Ich zuckte mit den Schultern und wartete auf eine Reaktion, als mir wieder klar wurde, dass er ja gar nicht sehen konnte, was ich hier tat. Man, manchmal war ich echt komplett neben der Spur.

„Wäre gut möglich.", antwortete ich schließlich schmunzelnd.

Florian murmelte etwas, das nach einem „Du schon wieder...", klang.

Für einen Moment sagte keiner etwas - im Hintergrund war nur das brummen des Busses zu hören.

„Na jut, also dann bis gleich.", brach er die Stille.

„Jup, freu mich schon." Irgendwie verwunderte es mich selbst, dass ich das nun zu gab, aber letztendlich gab es nichts, was daran verwerflich war.

„Ich mich auch..." Hörte ich da ein Lächeln heraus oder bildete ich mir das nur ein? „Also bis dann, Kleine."

Kleine?

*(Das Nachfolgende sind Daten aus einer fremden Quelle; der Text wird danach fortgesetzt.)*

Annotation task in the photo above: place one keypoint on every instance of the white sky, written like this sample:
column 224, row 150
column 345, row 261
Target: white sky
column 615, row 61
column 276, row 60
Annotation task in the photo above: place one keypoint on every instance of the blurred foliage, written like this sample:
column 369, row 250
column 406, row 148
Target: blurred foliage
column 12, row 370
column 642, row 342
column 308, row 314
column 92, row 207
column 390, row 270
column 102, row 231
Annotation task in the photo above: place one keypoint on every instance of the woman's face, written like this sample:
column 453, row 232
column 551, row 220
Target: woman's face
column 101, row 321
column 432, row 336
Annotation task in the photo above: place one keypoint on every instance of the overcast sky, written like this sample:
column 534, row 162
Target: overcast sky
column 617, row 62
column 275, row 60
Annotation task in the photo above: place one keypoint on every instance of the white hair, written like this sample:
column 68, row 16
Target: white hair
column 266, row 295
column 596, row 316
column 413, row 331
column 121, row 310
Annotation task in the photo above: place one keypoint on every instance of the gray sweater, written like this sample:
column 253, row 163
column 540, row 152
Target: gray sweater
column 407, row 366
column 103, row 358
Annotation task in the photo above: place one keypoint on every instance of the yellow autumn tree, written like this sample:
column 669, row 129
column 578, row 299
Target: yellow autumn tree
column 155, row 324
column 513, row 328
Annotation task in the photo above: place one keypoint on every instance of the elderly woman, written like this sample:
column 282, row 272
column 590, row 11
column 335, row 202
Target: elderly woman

War das sein Ernst? Also nicht, das es mich störte, aber es war mir neu, dass er mich so nannte.

„Jooo? Bis dann...Großer?" Es klang eher nach einer Frage als danach, dass ich mich von ihm für's erste verabschiedete. Zu meiner Überraschung, hörte ich ihn daraufhin leise Lachen.

„Na dann, tschau!" Damit hatte er auch schon aufgelegt und meine Musik startete nur wenige Augenblicke später wieder. Nun kam auch die Nervosität vom Morgen zurück. Das hatte mir grade noch gefehlt. Die letzten Minuten der Fahrt, rutschte ich vor Aufregung auf meinem Sitz hin und her. Ich hätte alles dafür gegeben, jetzt schon aussteigen und mich wieder beruhigen zu können.

Mittlerweile konnte ich einen Blick auf den Bahnhof erhaschen, weshalb ich auch unwillkürlich Ausschau nach Flo hielt. Noch konnte ich ihn nirgends entdecken und auch nachdem der Bus gehalten und ich meine Sachen nach draußen gebracht hatte, war weit und breit keine Spur von ihm. Ich musste zugeben, dass ich sogar etwas erleichtert darüber war, denn so hatte ich die Zeit, bei einer Zigarette etwas zur Ruhe zu kommen.

Meine Kopfhörer hatte ich allerdings bereits abgenommen, ebenso hatte ich meine Musik ausgeschaltet. Nervös zog ich an meiner Zigarette und wippte von einem Bein auf das andere, als ich ihn endlich entdeckte, wie er auf seinem Longboard in meine Richtung gefahren kam.

Ich schnipste die auf gerauchte Kippe in hohem Bogen weg. „Und jetzt soll nochmal jemand sagen, ich würde immer zu spät kommen...", rief ich ihm lachend zu.